Различия между разными типами мифологических существ становятся интересными, лишь если мы возведем их к общему началу, к учредительному насилию, чтобы там найти различие либо в интерпретации предоставленных насилием данных, либо в самих этих данных — но вторую возможность гораздо труднее проанализировать.
Можно допустить, что некоторые религиозные различия непосредственно восходят к модальностям учредительного насилия. Это достаточно очевидно в случае ритуального инцеста в африканских монархиях или в некоторых жертвенных практиках — вроде дионисийского «спарагмоса». Можно привести и другие примеры. Во многих мифологиях боги, духи или мифологические существа четко делятся на две категории — «серьезную» и «комическую». Гермес у греков, Меркурий у римлян — оба комичны. В некоторых обществах есть священные фигляры и паяцы. У североамериканцев есть их «трикстер». Есть королевские шуты, короли шутов и все разновидности временных правителей — персонажей одновременно и комических, и трагических, регулярно приносимых в жертву по завершении их краткого торжества. Все эти фигуры воплощают динамику священного насилия — на той же основе, что и африканский король, но в другом виде. Все это, разумеется, нужно связать с коллективным насилием, а конкретнее — с определенным видом этого насилия. Наряду с «серьезным» изгнанием всегда, видимо, существовало изгнание, основанное — по крайней мере, отчасти — на осмеянии. Даже и сегодня мы видим это: смягченные, повседневные и банальные формы социального остракизма практикуются чаще всего в виде осмеяния. Большая часть современной литературы посвящена, явно или неявно, этому феномену. Если задуматься о социальных категориях и о типе индивидов, поставляющих контингент жертв таким ритуалам, как «фармак»: бродяги, нищие, больные и т. д., — то можно предположить, что поругание и насмешки всех видов составляют большую долю тех негативных эмоций, которые экстериоризируются во время жертвоприношения, чтобы оно их очистило и устранило.
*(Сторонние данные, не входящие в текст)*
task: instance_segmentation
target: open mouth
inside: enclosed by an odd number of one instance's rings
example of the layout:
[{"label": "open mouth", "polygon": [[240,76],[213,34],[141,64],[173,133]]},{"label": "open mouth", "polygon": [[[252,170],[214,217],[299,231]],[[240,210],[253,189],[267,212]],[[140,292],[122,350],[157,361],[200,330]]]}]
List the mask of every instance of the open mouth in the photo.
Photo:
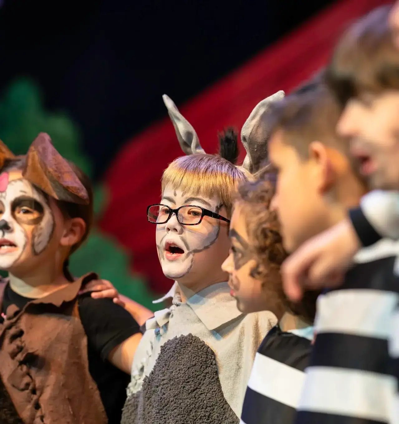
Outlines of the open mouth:
[{"label": "open mouth", "polygon": [[360,165],[361,173],[365,176],[373,172],[374,164],[370,156],[366,154],[358,155],[357,158]]},{"label": "open mouth", "polygon": [[165,245],[165,256],[168,260],[176,260],[184,254],[184,251],[176,243],[168,242]]},{"label": "open mouth", "polygon": [[6,239],[0,239],[0,254],[14,251],[17,248],[17,245]]}]

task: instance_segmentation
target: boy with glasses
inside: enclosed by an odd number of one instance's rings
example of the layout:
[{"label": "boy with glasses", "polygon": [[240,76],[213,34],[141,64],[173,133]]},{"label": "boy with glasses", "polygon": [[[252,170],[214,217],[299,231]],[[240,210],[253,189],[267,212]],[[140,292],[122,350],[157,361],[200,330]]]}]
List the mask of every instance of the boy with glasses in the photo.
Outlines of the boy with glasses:
[{"label": "boy with glasses", "polygon": [[[266,99],[248,118],[242,132],[247,151],[254,142],[264,145],[266,137],[253,130],[283,95]],[[238,423],[256,350],[276,322],[271,312],[239,310],[221,269],[233,193],[257,162],[249,154],[244,169],[232,163],[236,154],[206,154],[173,102],[164,101],[187,156],[164,172],[161,201],[149,206],[147,218],[156,226],[163,273],[175,281],[167,295],[173,304],[146,323],[122,422]],[[222,141],[230,145],[224,151],[236,153],[236,138]]]}]

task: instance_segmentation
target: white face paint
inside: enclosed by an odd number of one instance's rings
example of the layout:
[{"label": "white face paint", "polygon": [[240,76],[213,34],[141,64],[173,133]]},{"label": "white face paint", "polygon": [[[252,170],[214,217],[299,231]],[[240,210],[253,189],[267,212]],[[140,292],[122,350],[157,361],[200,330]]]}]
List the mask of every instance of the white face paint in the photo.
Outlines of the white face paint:
[{"label": "white face paint", "polygon": [[[199,206],[217,213],[219,212],[221,206],[216,198],[194,196],[169,187],[163,192],[160,203],[172,209],[185,205]],[[196,268],[199,266],[203,268],[207,263],[210,265],[214,261],[215,255],[217,257],[218,254],[212,251],[212,248],[219,237],[221,222],[219,220],[204,217],[197,225],[183,225],[178,221],[176,214],[173,214],[166,224],[157,224],[157,246],[165,276],[178,281],[190,273],[197,272],[198,270]],[[227,234],[227,231],[225,232]],[[203,257],[205,251],[209,252],[208,260]],[[201,252],[202,259],[200,260]],[[223,259],[221,259],[220,265]],[[216,269],[218,268],[220,271],[220,265],[216,266]]]},{"label": "white face paint", "polygon": [[0,269],[39,254],[53,229],[44,196],[17,171],[0,175]]}]

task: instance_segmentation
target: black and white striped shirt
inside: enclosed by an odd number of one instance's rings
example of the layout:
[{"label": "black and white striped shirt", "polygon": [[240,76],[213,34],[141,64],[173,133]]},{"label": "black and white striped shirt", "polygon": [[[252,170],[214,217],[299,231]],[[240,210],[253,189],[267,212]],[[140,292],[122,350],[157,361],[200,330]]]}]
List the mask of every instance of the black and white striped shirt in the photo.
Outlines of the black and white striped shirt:
[{"label": "black and white striped shirt", "polygon": [[276,326],[270,330],[255,357],[240,423],[292,422],[312,337],[313,327],[286,332]]},{"label": "black and white striped shirt", "polygon": [[390,422],[396,380],[388,353],[399,278],[397,243],[359,252],[343,286],[318,301],[317,334],[295,424]]}]

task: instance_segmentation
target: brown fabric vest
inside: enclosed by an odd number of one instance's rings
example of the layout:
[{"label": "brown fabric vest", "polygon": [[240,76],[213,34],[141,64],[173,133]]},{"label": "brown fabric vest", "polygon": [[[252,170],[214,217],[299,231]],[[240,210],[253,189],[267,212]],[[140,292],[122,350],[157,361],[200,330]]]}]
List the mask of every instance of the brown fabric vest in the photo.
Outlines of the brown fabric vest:
[{"label": "brown fabric vest", "polygon": [[[0,377],[26,424],[106,424],[89,371],[87,338],[78,309],[82,277],[21,310],[11,305],[0,324]],[[0,283],[0,306],[6,283]]]}]

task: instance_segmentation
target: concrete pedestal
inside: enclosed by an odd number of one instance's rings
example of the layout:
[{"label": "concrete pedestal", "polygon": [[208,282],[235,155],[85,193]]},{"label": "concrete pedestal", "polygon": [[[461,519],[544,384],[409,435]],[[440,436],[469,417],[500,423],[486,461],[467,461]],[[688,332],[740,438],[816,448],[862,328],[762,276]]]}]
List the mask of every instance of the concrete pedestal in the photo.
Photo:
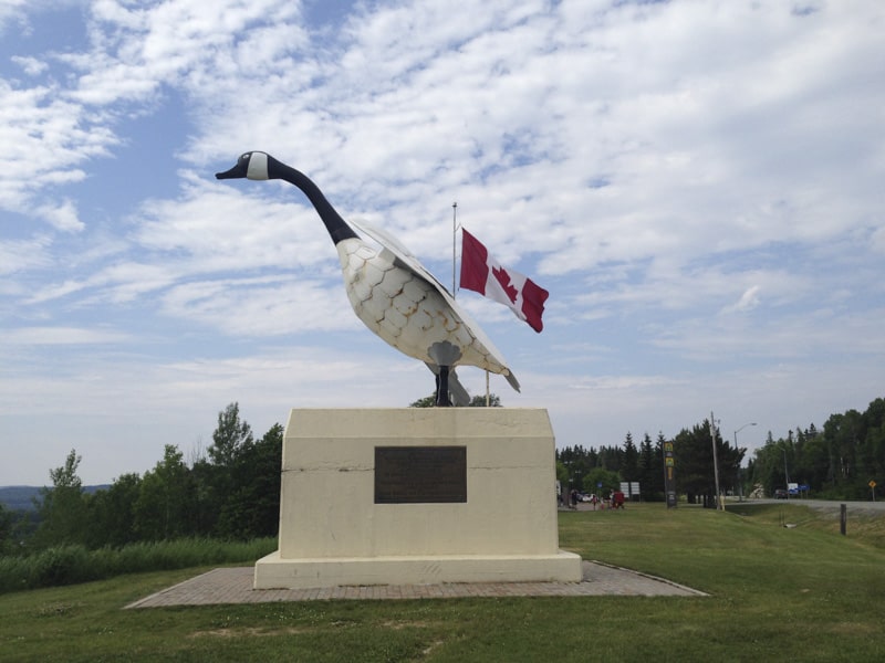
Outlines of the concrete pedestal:
[{"label": "concrete pedestal", "polygon": [[[466,499],[376,503],[375,450],[399,446],[465,449]],[[545,410],[290,413],[280,547],[256,564],[256,589],[544,580],[581,580],[581,558],[559,549]]]}]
Здесь имеется огромный массив данных, требующих детального анализа. Поскольку их подключение к нашей общей гипотезе не представляет никаких принципиальных трудностей, мы сейчас их оставим, чтобы обратиться к другим религиозным формам, которые тоже должны разъясниться в контакте с этой гипотезой. Сперва мы скажем несколько слов о той религиозной форме, которая на первый взгляд может показаться весьма отличающейся от всего, что мы до сих пор рассматривали, но которая на самом деле этому очень близка, — о культе предков, или просто мертвых.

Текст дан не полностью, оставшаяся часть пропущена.